– Да, это была форма, а содержания не осталось. Осталось победобесие+. Мне больно за Грузию. А мы опять превратились в империю… Я не хочу иметь ничего общего с этим нашим государством. Я так любил Тбилиси…
Мы тогда не поссорились. И не разошлись. Потому что он подарил мне дедовский бинокль. Словно передал мне заботу о дне Победы. А себе оставил заботу о свободе от «империи». Тем более, что я снова уехал, а он остался. Его красивую седую голову можно было увидеть среди митингующих на Болотной площади. Я по телефону спрашивал, не противно ли ему шагать рядом с ненавистными ему коммунистами и столь же ненавистными националистами, оказавшись где-то между красным и черно-бело-золотым флагами? Он признавался, что противно, но он не с ними, а с молодежью, с замечательной нашей молодежью, со школьниками и студентами, с их прекрасной дамой, их гражданской позицией. Я видел перед собой его одухотворенное красивое лицо, и с печалью думал о том, что настанет день, когда бинокль поставит нас по разные стороны баррикады… Печаль моя была спокойна и светла, как мысль о смерти самурая, глядящего в ровное зеркало озера перед закатом солнца (позже, в конце – настанет день разрешения). Я поднял голову и поднес бинокль к глазам. В высоте парили птицы. Хотелось бы превратиться в птицу с широкими крыльями и угольками зрачков, и не опускать на землю. Век собрался выстрелить в самый зрачок цейсовского оптического прибора.

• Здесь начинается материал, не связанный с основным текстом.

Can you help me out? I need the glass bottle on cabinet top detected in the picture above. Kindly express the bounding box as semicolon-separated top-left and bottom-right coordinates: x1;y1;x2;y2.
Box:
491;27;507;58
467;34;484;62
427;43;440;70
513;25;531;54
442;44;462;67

Итак, прошли годы. Четырнадцать лет.
«А это кто? – Длинные волосы
И говорит вполголоса:
– Предатели!
– Погибла Россия!
Должно быть, писатель —
Вития… +»[1]
Четырнадцать лет, и мы вдвоем, во дворике дома, что отделяет нас от большой реки. От Москвы-реки. От Москва-реки. От Маскварики. Я – снова москвич. Андрей – он приехал издалека. Приехал то ли продать, то ли сдать квартиру. Он сам точно не помнит. Он забыл. Этим занимается его жена, женщина высокого роста. Ее пальцы пахнут скипидаром. Она – художница. И Андрей – художник. Стишки он пишет по случаю. Мы давно не виделись, лицо в лицо. У меня через лоб пролегла морщина. Она расчертила летное поле мысли на две половины, разделенные рвом. Ров появился в одночасье, за ночь. В ту ночь, когда русская армия ушла из под Киева, и по Европе пронесся ураган по имени Буча+. Я твердо знал, что Европа лжет. И тем глубже пробуравила ложь ров между ней и мной. Андрей тоже изменился. В стране, куда он уехал, очень много солнца. И радужные некогда ясных голубых глаз выцвели, что ли? Это тем более бросилось в глаза оттого, что кожа стала смуглой от загара, а голубое на загорелом лице должно было выглядеть особенно голубым. Ежик низкорослых волос более не скрывал мыслепровода, размещенного на удивительно ровной макушке. Если бы селекционер задумал создать идеальную грушу, он взял бы такую голову за образец. И только грудная клетка была, как и прежде, широка и крепка, она выдавала прошлое упрямого боксера.